Walsh: “This film takes place from 1994 to 2005, and it is putting their story against the gentrification of Harlem and the social changes in New York City. She's been in prison. Her partner has been in prison. So they're also affected by that as well. I loved this film, I thought it was really well made, a really complex story but also simple at the same time. And it's really anchored by Teyana Taylor, but also by the three young actors who play her son Terry.” 

Grierson: “The movie does this really excellent job of showing how — whether it's the foster care system or the prison system in this country — that even if you are out of those systems, you still feel this stigma of being part of them. This movie does a very good job of really showing what poverty feels like. Not just in terms of not having certain material goods, but how it emotionally affects these characters. There are a couple plot things that happened near the end that feel a little bit more forced. But that's just a mild reservation on my part. I think this movie is really good.”

“The Five Devils”

A young girl has a magical power that allows her to recognize and reproduce any smell. It stars Adèle Exarchopoulos and Sally Dramé. 

Walsh: “It has supernatural elements and witchy elements, especially with the young daughter, Sally Dramé, who is very motivated by scent as memory and as a way of accessing other planes of understanding and being.

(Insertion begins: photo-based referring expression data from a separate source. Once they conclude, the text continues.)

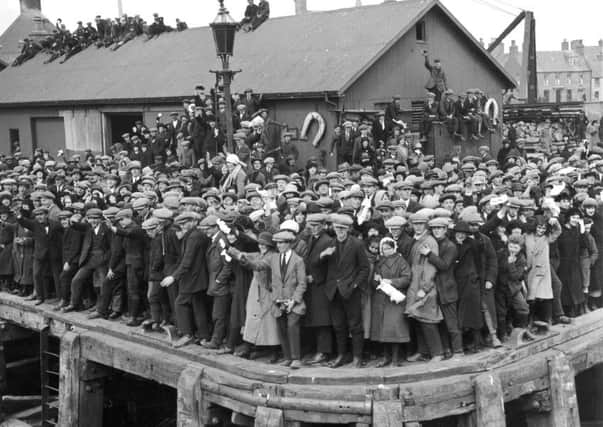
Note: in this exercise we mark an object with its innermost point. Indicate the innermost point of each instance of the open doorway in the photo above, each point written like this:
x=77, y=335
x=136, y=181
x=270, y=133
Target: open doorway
x=120, y=123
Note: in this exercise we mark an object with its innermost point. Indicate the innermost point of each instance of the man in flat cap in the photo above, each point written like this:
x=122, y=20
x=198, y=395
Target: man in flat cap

I just think Adèle Exarchopoulos is so good. She's … a very physical actor. She plays a former gymnast who now swims in these like alpine lakes for fun with her young daughter. And it takes place in … a part of a mountainous ski resort region of France. So the setting’s really interesting. Yeah, I just found this film really enchanting. I think it's beautifully shot and edited. And I loved the music as well. So very interesting, cool French movie.”

Grierson: “This movie is all vibes. … It does establish early on that the young girl, Vicky, can conjure up the past through smells. And through those the smells of these different characters that she's around, she will discover things about her family from before she was born, and the secrets that her mother and father and the father's sister have been hiding from her. And so in some ways, the movie is like a mystery or almost a thriller. … But at the same time, ‘The Five Devils’ is also about small town communities, and about the racism and homophobia in those types of communities.”